Collector: This is the person who collects songs from singers.
Bearer of tradition, Source singer: This is the interpreter of the song, the person who transmitted it to the collector.
Folklorization: The process by which a song is transmitted by oral tradition and which results in the creation of multiple versions of the same song.
Song-type: Song catalogues are based on the concept of a ‘song type’. Two songs belong to the same type if they say the same thing in the same way, that is, deal with the same subject, using comparable expressions. This song-type is identified by a critical title.
Critical title: This is the title given to a song-type.
Version: A version is a song collected from a singer at a certain place and published by an "editor" (the author of the work who brought the song to public notice or the author of the manuscript where it appears). Even if the information about the singer and the place are not always mentioned by the publisher, they nevertheless are at the origin of the existence of the version.
Occurrence: A version could be the subject of several editions (by the same editor in different books, in an anthology, in a written form and then in recorded media, etc.). These are multiple occurrences of the same version.
Editor: By editor, we mean the author of the book that brought the song to the attention of the public or the author of the manuscript where it appears.
Heading: Each volume of the Coirault or Laforte catalogues is divided into groups or sections. These sections are based on generic themes, for example, Songs about religion, Songs about epic stories, Jealous and cuckolding, Joys of marriage, ...
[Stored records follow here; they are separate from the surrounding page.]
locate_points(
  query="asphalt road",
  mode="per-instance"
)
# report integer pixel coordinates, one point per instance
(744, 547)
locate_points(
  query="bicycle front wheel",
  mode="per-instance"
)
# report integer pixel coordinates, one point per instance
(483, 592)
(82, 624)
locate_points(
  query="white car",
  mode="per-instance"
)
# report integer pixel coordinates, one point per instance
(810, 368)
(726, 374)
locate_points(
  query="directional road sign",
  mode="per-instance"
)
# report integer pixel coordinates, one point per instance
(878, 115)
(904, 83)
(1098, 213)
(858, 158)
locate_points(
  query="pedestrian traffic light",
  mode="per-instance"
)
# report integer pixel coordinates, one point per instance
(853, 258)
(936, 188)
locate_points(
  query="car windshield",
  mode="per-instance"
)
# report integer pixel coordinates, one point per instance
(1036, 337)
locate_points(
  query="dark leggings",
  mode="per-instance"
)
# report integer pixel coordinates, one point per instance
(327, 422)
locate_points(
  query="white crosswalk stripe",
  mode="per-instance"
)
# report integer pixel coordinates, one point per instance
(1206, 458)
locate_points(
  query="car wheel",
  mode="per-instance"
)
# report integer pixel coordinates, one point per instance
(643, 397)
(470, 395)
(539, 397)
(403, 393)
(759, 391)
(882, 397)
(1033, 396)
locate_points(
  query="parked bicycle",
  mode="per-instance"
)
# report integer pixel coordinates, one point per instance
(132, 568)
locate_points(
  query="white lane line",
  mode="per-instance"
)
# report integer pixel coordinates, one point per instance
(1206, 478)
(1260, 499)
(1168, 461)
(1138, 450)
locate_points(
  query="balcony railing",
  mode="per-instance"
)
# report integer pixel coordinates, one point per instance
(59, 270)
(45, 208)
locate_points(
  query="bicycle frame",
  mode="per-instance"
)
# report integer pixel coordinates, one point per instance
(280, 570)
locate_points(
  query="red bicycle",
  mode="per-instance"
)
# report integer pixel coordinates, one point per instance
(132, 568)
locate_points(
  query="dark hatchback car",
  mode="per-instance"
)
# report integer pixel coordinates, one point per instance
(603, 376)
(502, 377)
Form: The form indicates the metric composition of verses and verses in a song.
For example, the song Coirault 4602 or Laforte I J 12 (L’apprenti pastoureau) has a form "2 FM 66 assonance in o", that is to say that the stanzas have 2 verses with feminine and masculine rhyme of 6 feet.
Quand j’étais chez mon père,
P’tit garçon pastouriau
J’allais dans la bruyère
Garder mes blancs igneaux.
Feminine rhyme: A feminine rhyme is terminated by a silent e that is not pronounced.
Quand j’étais chez mon père,
J’allais dans la bruyère
Masculine rhyme: A masculine rhyme is terminated by a syllable that is pronounced.
P’tit garçon pastouriau
Garder mes blancs igneaux.
Laisse form: A laisse form song is a song with a structure formed by verses having the same number of syllables with identical assonances or rhymes.
Ce sont les filles de La Rochelle qui ont armé un bâtiment
Pour aller faire la course dedans les mers du levant
La coque est en bois rouge travaillé fort proprement
La mâture est en ivoire les pouliers en diamant
Pre-existing tune: Patrice Coirault gives the following definition of pre-existing tune: "Pre-existing tune is understood to mean any tune, vocal or instrumental, pre-existing to the lyrics that join it to make a piece for singing or form a song. It also indicates the verbal formula, more or less short, which designates the tune in question, when one wants to refer to it or use it again, and which recalls either its first use or one of the best known. (Notre chanson folklorique, p. 207, note 2).